The sadness in my heart is hard and it hurts. What to do? What to do?

This temple, this very temple here in Kyoto is the place where, 3 years ago, I had the incredible transcendent experience—a spontaneous feeling of “enlightenment” or something like that. It lasted, perhaps, only 15 minutes or so.

Thus I have come back to this temple, and, it turns out, today is the 11th. And every month on the eleventh, this congregation gathers to offer the chanting of sutras for those who died on March 11, 2011, and for those who live on.
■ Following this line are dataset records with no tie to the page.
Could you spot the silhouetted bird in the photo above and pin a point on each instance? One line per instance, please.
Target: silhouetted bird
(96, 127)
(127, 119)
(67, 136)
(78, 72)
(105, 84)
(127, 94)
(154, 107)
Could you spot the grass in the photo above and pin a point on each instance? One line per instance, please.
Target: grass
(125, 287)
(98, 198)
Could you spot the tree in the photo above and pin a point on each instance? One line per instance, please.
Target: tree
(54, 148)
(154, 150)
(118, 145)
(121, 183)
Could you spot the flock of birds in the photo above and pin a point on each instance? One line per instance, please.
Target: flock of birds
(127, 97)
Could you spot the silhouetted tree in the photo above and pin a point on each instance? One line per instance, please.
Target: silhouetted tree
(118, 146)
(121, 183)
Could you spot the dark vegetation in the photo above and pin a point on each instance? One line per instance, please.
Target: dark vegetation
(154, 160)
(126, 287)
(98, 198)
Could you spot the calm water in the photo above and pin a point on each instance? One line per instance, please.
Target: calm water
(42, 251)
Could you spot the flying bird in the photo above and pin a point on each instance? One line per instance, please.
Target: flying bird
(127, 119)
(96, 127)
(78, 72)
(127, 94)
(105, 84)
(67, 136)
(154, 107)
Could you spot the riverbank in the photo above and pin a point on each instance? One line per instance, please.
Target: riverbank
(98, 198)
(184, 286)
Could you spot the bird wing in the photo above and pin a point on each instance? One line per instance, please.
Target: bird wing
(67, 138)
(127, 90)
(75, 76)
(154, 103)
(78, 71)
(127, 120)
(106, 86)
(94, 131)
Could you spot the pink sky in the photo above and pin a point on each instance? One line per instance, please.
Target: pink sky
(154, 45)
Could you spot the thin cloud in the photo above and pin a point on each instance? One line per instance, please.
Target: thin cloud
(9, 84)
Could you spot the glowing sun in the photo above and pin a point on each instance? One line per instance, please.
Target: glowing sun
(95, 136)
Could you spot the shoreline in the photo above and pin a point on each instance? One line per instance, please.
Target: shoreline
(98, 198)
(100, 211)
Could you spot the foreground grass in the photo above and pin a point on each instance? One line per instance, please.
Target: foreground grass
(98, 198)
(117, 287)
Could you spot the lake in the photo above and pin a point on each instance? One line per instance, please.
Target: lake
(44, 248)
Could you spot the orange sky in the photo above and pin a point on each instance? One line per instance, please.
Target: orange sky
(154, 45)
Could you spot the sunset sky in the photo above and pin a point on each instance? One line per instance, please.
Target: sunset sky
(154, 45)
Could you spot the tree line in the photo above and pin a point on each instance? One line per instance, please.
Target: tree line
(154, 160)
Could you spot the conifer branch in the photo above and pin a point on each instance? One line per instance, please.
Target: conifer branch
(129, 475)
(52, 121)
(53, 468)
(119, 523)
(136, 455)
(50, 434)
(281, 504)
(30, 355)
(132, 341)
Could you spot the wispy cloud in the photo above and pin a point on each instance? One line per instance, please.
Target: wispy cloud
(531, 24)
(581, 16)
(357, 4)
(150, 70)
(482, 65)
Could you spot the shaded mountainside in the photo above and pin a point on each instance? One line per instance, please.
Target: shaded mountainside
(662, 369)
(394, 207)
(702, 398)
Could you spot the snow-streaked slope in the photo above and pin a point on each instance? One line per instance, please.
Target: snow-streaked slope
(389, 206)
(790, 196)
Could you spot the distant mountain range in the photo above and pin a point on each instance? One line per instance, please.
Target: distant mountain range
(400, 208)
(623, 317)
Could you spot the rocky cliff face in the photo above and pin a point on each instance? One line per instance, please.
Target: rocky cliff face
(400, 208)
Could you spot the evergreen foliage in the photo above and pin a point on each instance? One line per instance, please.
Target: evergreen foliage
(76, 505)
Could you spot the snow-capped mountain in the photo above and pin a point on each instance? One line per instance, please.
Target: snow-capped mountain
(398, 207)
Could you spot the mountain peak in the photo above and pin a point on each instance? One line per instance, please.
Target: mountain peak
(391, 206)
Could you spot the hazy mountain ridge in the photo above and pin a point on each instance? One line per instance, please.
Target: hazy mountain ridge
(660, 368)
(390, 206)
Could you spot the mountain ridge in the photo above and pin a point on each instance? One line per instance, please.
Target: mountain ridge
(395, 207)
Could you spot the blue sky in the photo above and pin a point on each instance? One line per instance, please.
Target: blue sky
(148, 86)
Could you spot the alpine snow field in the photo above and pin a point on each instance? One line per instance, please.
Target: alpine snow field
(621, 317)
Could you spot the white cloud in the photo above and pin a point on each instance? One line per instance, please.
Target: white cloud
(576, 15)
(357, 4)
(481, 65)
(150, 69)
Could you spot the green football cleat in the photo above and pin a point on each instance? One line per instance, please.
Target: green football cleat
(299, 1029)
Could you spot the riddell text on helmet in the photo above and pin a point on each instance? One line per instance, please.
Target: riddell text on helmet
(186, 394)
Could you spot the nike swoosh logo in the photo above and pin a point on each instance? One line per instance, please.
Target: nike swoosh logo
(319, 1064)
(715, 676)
The Japanese government permitted the restarting of two reactors a few months ago, just upwind from Kyoto, less than a hundred miles away.  China was also mentioned by someone at the table.  They’re building reactors hand over fist.  Some vague reference was made to the government in China: you know how they are about protests and the sharing of information.  The entire vast country to the west of this place: the prevailing winds sweep right round the globe from exactly that direction…

Knowing: the knowing that was supposed to help us all.  To get information and to learn: it does exactly no good.

The man with the glasses, right near the end of the gathering said, “Each one of us has to study, to learn more, has to get more intelligent.”  Then, looking round the table, he said, “None of us here today, has that energy to produce children.”  (I am certainly the youngest person here with my 48 years.) “But those who can, they have to think it over, think hard, and seriously, whether they should.”

And that, that is when the silence began.